What’s this ‘acceptance’ they speak of in the grief cycle? I’m sick of feeling shit every time I get a period and I’m so fucking angry it’s unbelievable. I’m angry that my midwife made mistakes and failed not once, but twice. But mostly I’m angry that the maternity system means her mistakes weren’t checked, and that means Yaeli wasn’t saved. I’m angry that, sods law, the one time Ben and I conceive after only three months, I have a miscarriage. I’m angry that I now feel nervous I won’t have the two children at home that I want – or even one! And I’m angry that if I do have a child at home, due to my age I’m now going to feel rushed to try again. I’m also nervous that I am going to have some very mixed feelings about having Yaeli’s sibling at home. Will I feel happy or sad if we have another girl? If I have a boy, will I wish it were a girl? And Yes, I already felt old at 36 having my first child, but I still felt I had time on my side. I feel robbed of so much.
And then there’s talking to lawyers about taking on a legal case. When starting to think about doing this a few months back, I felt like I would be judged.
And I judge myself. Because when you take a legal case, you are asking for monetary compensation.
We want to try to make change and make a point – i.e the maternity system isn’t working properly when no one (or no electronic system) is checking what midwives are doing (or not doing). But as well as this being my main aim, I’ve gone from feeling guilty to thinking so what if Ben and I are compensated? (not that it's likely to be very much if we are successful). Ben and I are both paying thousands for counselling, which we would never had needed had mistakes not been made. I spend my time trying to be hopeful about getting pregnant and the prospect of not having another miscarriage like I did in July this year – and then I get angry again that I didn’t get to bring our baby home at age 36 and that I’m continuing to age. And then what happens if we need IVF in the future? And as the months have gone on I realise what Elle Wright meant when she started her blog and said something like ‘was I really meant to be back to my old chirpy self after nine months.’ During the last three or four months of continuing to feel like shit, I’ve been goading myself for it. So I am trying to stop telling myself ‘I should’ feel better now.
Women on Tommy’s Baby Loss face book group often talk about how they are struggling with pregnancy announcements and births. Some women try to make them feel better by saying ‘it does get easier’ or ‘I am trying to be gracious to others’. But I say to them just feel what you feel. I think it’s ok to find it difficult or fail to share in other people’s excitement. I do know I’m so very lucky that my friends and family understand and there’s no judgement.
I achieved something last week when I went for lunch with my friend and her toddler son. I COULD do it. But to be honest, I didn’t enjoy it. It was torture walking next to her pushing her buggy, feeling my empty arms. And as much as it hurts me to say I didn’t enjoy it, I was honest. And she understands.
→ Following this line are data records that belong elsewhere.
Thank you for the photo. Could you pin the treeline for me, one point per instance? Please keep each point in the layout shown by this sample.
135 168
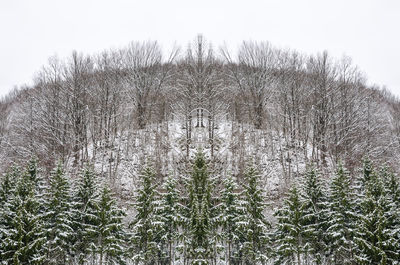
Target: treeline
278 104
200 218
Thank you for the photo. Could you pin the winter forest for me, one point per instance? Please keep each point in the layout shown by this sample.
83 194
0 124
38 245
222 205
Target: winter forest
199 155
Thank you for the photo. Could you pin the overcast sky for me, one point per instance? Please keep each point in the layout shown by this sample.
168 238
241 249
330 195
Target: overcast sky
33 30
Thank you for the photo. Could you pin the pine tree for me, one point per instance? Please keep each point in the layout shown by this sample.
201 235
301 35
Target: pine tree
85 221
290 234
314 205
59 219
203 237
377 225
7 189
110 237
230 213
392 189
171 213
254 226
24 238
147 226
341 219
8 183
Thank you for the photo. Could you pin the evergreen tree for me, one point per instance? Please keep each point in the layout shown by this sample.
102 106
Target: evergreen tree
314 206
171 212
58 219
84 216
203 237
253 225
110 236
376 229
24 238
341 219
7 189
230 212
8 183
290 233
147 225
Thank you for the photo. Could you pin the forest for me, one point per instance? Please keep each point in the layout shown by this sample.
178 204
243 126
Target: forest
199 155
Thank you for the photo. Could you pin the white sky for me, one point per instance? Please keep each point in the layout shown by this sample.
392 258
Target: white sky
33 30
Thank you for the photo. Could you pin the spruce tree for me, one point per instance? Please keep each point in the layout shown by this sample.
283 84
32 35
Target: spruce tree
171 213
110 237
376 228
290 234
314 206
230 212
147 226
58 219
84 216
7 189
341 219
254 226
24 238
203 237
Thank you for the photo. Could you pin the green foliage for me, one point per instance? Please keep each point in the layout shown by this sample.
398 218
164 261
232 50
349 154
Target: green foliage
147 226
341 219
110 236
378 220
84 216
314 206
290 234
58 219
22 223
200 205
253 225
171 215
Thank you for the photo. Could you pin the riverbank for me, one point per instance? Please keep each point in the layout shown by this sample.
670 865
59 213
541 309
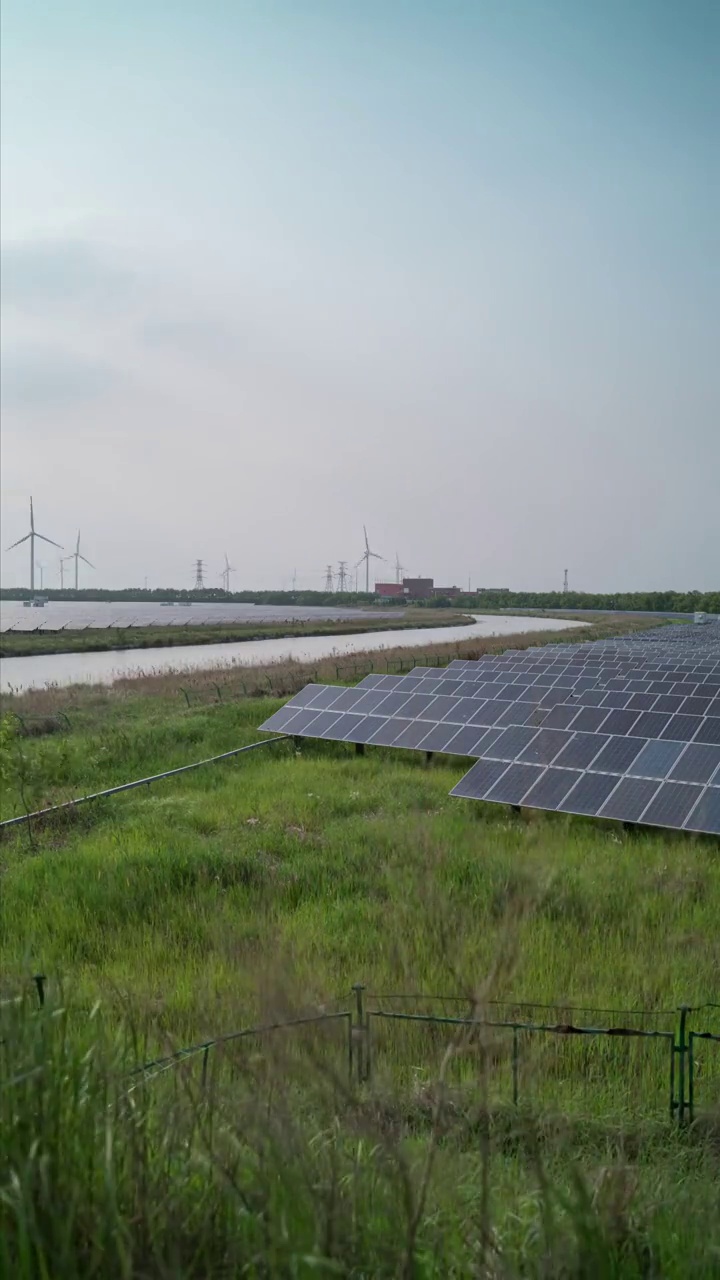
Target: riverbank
223 682
260 890
21 644
72 668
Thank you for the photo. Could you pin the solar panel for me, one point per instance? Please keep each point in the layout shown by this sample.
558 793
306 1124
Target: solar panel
624 728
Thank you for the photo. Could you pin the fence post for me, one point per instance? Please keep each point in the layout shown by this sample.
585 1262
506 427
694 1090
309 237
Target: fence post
691 1078
682 1048
359 1033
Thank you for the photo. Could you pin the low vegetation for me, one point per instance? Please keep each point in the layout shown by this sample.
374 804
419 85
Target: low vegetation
265 887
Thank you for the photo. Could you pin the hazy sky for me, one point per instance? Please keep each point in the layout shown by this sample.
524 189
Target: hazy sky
276 270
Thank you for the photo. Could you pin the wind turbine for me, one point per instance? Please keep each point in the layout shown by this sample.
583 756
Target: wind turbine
367 557
226 575
77 557
32 535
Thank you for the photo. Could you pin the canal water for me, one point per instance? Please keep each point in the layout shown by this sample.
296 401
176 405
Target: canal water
103 668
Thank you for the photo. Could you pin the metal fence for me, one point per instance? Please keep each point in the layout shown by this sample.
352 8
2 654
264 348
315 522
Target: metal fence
577 1060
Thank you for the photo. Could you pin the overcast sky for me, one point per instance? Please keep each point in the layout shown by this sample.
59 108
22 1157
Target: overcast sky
276 270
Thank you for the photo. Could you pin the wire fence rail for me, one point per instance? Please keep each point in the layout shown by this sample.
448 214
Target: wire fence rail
627 1061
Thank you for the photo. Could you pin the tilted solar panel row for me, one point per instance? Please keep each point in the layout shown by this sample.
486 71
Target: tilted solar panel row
637 741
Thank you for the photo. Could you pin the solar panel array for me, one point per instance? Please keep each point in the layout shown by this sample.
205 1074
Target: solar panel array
616 728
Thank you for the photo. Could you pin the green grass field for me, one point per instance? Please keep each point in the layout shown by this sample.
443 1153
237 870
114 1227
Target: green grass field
265 887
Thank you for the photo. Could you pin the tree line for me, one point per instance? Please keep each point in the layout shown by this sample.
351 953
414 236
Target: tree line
639 602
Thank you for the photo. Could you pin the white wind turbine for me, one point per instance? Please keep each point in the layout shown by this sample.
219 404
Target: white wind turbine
367 557
77 557
32 535
226 575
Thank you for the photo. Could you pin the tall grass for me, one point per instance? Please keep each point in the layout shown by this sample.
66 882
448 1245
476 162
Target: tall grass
273 1170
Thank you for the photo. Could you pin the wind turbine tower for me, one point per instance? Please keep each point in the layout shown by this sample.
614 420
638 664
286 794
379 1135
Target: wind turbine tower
365 558
226 575
77 557
32 535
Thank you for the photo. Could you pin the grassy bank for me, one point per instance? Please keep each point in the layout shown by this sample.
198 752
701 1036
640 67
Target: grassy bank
267 887
21 644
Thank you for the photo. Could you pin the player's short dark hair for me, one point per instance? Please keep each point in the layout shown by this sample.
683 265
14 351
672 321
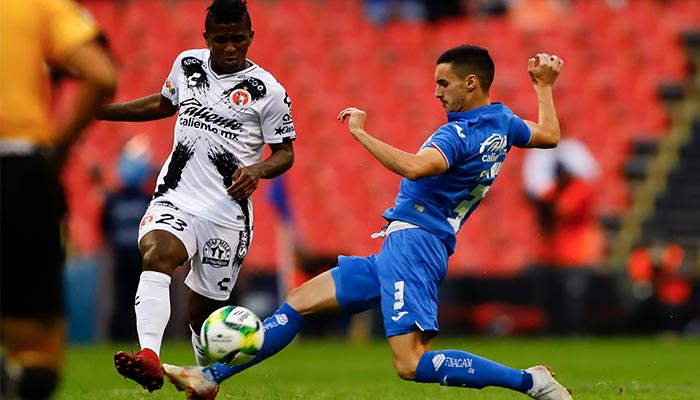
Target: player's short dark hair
227 12
469 59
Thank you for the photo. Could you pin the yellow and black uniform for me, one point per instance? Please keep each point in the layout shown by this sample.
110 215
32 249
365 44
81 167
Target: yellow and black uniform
33 35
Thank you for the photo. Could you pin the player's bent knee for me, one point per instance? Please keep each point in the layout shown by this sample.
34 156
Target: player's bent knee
160 261
37 383
405 371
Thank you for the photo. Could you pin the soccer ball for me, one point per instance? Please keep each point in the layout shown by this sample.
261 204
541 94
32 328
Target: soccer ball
232 335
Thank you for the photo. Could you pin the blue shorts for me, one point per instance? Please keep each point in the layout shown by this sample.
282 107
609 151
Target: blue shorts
403 278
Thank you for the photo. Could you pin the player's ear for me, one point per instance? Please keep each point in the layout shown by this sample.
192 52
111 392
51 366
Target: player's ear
471 82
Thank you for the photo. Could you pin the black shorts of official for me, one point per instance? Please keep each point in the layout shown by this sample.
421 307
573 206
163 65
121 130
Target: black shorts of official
32 258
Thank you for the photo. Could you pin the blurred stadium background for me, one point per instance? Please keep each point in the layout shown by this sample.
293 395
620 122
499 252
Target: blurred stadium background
630 91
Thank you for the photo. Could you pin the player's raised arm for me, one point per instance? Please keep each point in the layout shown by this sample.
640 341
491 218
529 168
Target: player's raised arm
149 108
427 162
543 70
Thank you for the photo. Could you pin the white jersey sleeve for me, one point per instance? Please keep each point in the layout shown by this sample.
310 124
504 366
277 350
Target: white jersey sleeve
276 117
170 88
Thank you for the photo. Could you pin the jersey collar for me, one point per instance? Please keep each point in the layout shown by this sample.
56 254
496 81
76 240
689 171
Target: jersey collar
474 112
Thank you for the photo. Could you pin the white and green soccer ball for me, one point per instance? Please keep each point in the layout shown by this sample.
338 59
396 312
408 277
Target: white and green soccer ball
232 335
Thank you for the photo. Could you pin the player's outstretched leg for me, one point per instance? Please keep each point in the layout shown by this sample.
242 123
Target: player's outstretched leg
192 381
544 386
280 329
142 367
463 369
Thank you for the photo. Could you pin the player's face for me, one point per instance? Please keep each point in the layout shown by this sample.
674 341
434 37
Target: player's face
450 88
229 45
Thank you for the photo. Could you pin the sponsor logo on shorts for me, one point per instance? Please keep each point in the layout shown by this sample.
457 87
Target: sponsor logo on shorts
147 219
399 315
217 253
165 204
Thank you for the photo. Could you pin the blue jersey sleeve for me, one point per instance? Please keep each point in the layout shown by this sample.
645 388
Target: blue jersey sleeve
520 132
445 140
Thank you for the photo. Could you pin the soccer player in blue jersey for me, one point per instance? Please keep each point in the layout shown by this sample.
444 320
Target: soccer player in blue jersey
443 184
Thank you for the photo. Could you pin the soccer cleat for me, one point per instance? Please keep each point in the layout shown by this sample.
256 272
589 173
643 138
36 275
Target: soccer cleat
142 367
192 381
545 387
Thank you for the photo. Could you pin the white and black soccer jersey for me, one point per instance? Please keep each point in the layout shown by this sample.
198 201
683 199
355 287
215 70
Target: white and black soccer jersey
223 123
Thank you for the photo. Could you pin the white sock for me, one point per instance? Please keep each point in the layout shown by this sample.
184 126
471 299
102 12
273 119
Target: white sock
152 306
199 354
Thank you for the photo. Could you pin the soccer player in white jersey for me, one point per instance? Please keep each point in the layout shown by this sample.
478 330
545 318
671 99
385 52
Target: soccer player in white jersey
443 183
228 109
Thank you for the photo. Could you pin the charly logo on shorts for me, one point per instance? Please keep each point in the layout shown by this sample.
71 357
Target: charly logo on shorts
217 253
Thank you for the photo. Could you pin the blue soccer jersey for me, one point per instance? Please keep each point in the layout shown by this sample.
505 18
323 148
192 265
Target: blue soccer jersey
474 144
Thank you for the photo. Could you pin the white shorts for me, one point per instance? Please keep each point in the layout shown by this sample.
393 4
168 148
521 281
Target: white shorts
216 252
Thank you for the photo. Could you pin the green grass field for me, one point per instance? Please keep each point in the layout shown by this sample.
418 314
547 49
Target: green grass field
603 368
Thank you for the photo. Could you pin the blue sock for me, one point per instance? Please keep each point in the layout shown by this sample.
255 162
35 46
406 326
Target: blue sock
459 368
280 328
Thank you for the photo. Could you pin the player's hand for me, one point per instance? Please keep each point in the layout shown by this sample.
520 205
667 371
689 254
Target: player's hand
245 181
544 68
356 119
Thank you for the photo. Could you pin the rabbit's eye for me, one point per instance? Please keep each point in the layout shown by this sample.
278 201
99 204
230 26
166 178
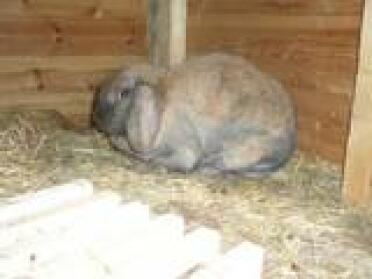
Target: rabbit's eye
123 93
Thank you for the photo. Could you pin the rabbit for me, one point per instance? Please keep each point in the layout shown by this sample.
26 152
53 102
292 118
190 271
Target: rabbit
216 114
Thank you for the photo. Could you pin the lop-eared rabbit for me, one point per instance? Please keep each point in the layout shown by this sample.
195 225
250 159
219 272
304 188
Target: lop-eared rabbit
217 114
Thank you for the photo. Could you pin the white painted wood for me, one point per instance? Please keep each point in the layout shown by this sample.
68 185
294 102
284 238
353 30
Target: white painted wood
99 237
28 205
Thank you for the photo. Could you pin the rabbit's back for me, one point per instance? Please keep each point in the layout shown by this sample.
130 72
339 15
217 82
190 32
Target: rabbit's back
224 89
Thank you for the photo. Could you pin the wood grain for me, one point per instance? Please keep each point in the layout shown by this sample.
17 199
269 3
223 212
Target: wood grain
358 165
311 46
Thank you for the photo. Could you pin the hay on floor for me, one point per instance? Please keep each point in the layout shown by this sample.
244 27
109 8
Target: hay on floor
296 213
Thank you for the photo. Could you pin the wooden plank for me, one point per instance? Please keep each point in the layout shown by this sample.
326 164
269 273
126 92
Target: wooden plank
292 7
71 45
72 102
280 22
24 63
358 165
167 31
51 80
69 9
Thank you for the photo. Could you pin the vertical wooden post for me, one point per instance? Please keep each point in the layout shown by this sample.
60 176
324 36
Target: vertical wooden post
358 165
167 31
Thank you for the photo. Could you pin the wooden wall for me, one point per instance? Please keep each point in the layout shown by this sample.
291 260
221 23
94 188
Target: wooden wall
52 52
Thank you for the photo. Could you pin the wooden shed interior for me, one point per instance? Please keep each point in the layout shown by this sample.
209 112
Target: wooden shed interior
53 53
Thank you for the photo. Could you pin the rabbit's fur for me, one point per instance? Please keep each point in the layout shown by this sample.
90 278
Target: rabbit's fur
216 114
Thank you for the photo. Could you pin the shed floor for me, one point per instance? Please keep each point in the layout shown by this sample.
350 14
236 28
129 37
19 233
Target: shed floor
296 214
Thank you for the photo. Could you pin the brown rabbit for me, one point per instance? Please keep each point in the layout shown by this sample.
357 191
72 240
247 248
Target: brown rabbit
216 114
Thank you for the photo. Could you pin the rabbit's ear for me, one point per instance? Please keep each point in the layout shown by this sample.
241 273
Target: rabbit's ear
143 119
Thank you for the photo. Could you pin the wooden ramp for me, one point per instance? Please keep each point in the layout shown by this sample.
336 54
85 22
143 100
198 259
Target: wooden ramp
71 231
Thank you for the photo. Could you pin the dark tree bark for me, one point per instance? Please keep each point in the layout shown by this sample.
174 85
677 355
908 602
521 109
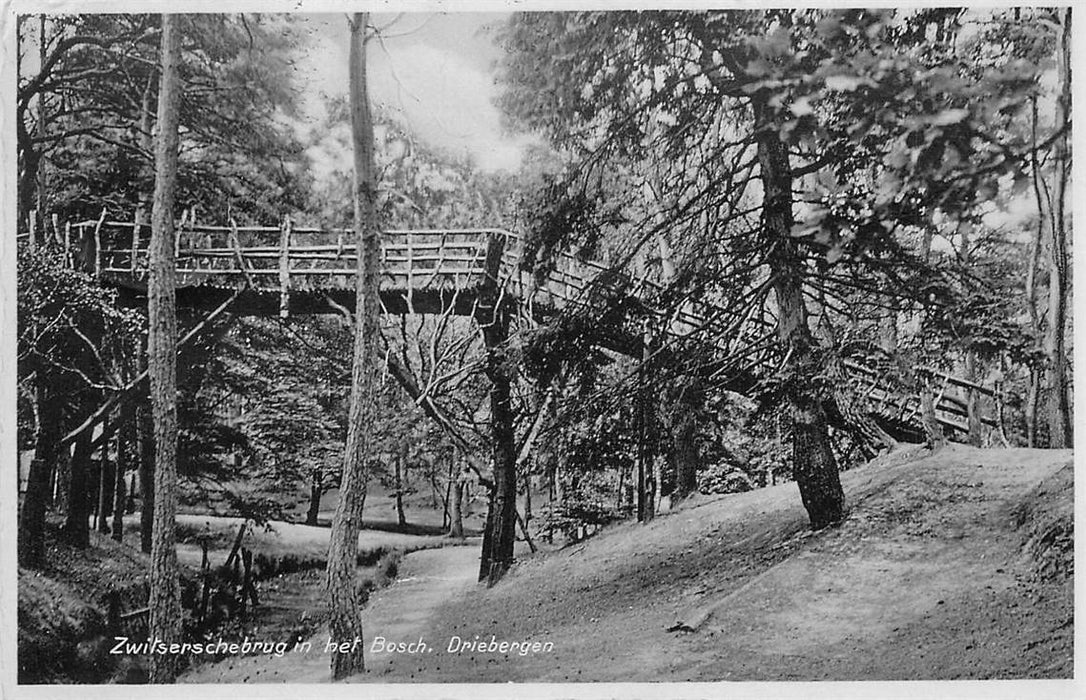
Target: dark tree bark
76 522
120 493
165 600
500 534
144 452
400 462
815 467
646 434
126 447
345 616
684 455
316 489
106 476
1058 405
456 519
32 524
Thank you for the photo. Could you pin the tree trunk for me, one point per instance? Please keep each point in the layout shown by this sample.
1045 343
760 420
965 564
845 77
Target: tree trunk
32 524
316 491
401 519
684 455
1058 406
456 521
165 602
105 486
500 533
646 433
146 455
975 435
344 612
813 463
125 445
76 525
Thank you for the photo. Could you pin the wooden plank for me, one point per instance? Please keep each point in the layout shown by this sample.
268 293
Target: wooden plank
98 244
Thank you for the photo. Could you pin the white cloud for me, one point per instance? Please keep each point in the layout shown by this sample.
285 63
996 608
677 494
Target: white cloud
438 86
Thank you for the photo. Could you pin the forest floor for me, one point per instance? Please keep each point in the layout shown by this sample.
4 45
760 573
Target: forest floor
952 565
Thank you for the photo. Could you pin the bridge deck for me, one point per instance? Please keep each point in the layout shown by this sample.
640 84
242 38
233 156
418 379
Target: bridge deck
286 270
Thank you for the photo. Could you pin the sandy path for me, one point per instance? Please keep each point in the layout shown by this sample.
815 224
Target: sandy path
428 580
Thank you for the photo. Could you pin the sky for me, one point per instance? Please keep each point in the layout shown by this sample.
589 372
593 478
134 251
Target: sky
434 70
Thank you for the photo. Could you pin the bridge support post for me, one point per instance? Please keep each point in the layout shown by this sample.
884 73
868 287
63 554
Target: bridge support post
499 535
285 230
646 432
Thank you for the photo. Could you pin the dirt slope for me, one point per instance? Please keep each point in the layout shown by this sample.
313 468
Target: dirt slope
927 578
954 565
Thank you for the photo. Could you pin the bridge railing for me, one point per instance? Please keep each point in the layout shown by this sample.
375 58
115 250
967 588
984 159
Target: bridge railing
281 256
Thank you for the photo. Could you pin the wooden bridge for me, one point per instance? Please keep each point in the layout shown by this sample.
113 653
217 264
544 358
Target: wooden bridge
285 269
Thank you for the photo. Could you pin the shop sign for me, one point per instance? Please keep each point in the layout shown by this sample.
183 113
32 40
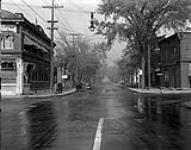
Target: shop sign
64 76
11 28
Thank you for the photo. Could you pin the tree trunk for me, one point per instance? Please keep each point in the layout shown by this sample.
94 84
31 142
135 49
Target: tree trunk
149 67
143 72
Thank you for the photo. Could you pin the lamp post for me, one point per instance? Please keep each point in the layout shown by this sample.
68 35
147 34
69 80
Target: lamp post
0 52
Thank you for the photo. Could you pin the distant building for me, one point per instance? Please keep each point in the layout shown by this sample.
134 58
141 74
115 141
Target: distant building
175 54
25 59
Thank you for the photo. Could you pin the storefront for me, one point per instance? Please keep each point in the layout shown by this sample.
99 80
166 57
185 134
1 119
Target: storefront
25 52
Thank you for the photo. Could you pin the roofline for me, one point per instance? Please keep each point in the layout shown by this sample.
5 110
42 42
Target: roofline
19 17
177 34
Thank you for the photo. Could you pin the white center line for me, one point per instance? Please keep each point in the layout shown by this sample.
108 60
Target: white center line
98 136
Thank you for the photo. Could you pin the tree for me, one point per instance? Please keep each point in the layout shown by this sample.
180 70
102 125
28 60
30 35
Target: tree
82 61
138 22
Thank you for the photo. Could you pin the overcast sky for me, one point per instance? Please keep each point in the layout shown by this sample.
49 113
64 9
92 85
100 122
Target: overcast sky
73 18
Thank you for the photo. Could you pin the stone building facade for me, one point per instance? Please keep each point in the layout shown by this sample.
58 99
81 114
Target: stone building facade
175 54
25 59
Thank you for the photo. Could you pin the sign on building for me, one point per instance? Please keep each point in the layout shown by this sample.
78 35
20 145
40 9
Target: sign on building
11 28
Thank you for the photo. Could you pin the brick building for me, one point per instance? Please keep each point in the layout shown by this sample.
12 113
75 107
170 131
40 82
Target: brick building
175 54
25 59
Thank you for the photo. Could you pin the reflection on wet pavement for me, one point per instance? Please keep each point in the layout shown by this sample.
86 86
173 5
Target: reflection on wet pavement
42 125
131 122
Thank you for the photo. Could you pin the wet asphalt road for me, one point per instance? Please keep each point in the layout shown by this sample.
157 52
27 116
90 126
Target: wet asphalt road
131 122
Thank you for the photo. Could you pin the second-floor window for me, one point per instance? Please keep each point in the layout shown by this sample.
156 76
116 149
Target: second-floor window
7 43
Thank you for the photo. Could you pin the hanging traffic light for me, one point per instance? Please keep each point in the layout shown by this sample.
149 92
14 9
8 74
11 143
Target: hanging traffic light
92 27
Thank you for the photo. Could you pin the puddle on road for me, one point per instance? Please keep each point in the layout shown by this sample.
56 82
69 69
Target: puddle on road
40 125
171 113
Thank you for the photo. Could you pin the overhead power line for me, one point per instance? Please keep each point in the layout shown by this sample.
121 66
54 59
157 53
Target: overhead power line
34 11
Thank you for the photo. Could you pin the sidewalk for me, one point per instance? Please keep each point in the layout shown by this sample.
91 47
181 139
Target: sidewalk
161 91
67 92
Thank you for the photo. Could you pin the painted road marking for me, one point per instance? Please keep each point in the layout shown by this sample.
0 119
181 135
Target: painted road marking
98 136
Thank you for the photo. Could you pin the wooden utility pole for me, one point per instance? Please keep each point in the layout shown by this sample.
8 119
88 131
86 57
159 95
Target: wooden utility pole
0 53
149 67
52 28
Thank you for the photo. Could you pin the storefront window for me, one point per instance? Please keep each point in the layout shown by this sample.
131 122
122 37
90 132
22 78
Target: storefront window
8 66
7 43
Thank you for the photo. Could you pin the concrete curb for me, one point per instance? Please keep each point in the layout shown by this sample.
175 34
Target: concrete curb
38 96
158 91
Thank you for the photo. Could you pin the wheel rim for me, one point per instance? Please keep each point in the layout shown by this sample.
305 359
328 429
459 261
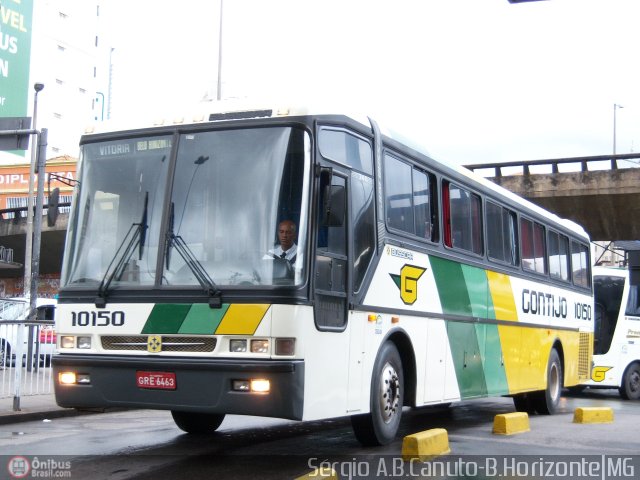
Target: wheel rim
554 382
389 398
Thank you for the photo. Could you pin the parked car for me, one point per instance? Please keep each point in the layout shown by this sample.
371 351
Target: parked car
42 335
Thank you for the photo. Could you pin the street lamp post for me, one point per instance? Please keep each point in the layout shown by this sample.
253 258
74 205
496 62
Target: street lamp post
219 89
614 162
28 252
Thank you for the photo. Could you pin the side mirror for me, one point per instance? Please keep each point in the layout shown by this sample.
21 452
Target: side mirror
52 208
333 202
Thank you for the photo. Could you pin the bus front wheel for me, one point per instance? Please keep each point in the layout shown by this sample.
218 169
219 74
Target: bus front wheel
630 388
546 401
380 425
195 422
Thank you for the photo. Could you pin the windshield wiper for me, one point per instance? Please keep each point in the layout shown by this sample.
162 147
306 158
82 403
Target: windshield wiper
136 236
205 281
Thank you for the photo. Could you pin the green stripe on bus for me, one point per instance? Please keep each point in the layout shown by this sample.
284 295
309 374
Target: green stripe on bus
166 318
477 288
467 359
493 363
452 287
203 320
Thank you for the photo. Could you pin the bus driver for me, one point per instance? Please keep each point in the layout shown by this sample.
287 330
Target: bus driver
287 249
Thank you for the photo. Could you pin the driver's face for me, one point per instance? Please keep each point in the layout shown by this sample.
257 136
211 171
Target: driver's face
286 235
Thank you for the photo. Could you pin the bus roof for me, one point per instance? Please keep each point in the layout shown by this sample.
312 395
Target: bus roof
235 109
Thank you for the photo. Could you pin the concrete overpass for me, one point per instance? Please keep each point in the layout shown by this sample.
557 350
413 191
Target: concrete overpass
601 193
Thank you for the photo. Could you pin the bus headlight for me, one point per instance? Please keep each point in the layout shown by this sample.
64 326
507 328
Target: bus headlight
285 346
259 346
238 345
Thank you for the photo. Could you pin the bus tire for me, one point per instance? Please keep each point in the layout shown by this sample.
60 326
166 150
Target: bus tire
380 425
5 354
546 401
630 388
196 422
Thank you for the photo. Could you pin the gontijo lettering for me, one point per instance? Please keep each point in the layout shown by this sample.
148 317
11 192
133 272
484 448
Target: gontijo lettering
544 304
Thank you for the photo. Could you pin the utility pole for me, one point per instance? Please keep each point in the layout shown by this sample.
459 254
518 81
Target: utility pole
28 252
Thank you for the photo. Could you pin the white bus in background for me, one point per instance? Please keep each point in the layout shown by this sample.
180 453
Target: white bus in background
616 359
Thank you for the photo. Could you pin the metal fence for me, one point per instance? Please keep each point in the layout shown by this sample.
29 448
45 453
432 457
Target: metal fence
25 352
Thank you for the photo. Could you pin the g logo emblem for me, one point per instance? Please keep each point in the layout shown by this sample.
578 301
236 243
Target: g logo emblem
407 282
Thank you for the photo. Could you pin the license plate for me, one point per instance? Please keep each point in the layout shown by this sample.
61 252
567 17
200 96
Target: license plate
156 380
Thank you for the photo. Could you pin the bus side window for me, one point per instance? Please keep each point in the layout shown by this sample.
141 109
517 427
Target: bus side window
633 303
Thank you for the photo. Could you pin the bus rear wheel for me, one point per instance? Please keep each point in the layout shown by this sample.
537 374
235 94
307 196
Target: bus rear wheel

My workplace is also incredibly supportive of my return to work and understanding that sometimes I will struggle in the months to come. I’m currently exhausted just from a few hours work this week. But the first work colleague I spoke to said to me, if you need to cry, cry.
So I say to those women on Tommy’s Face book group, if people can’t at least imagine why you feel the way you feel, then maybe they aren't worth having in your life.
Covid lockdown number 2 is here. I think acceptance is definitely an interesting notion at the moment to many.
I hope if you’re reading this and you are currently or have ever struggled with acceptance of something or someone, including yourself, be patient; be kind to yourself.
I’m trying to accept a new version of me. I really am. But I’m learning it takes time.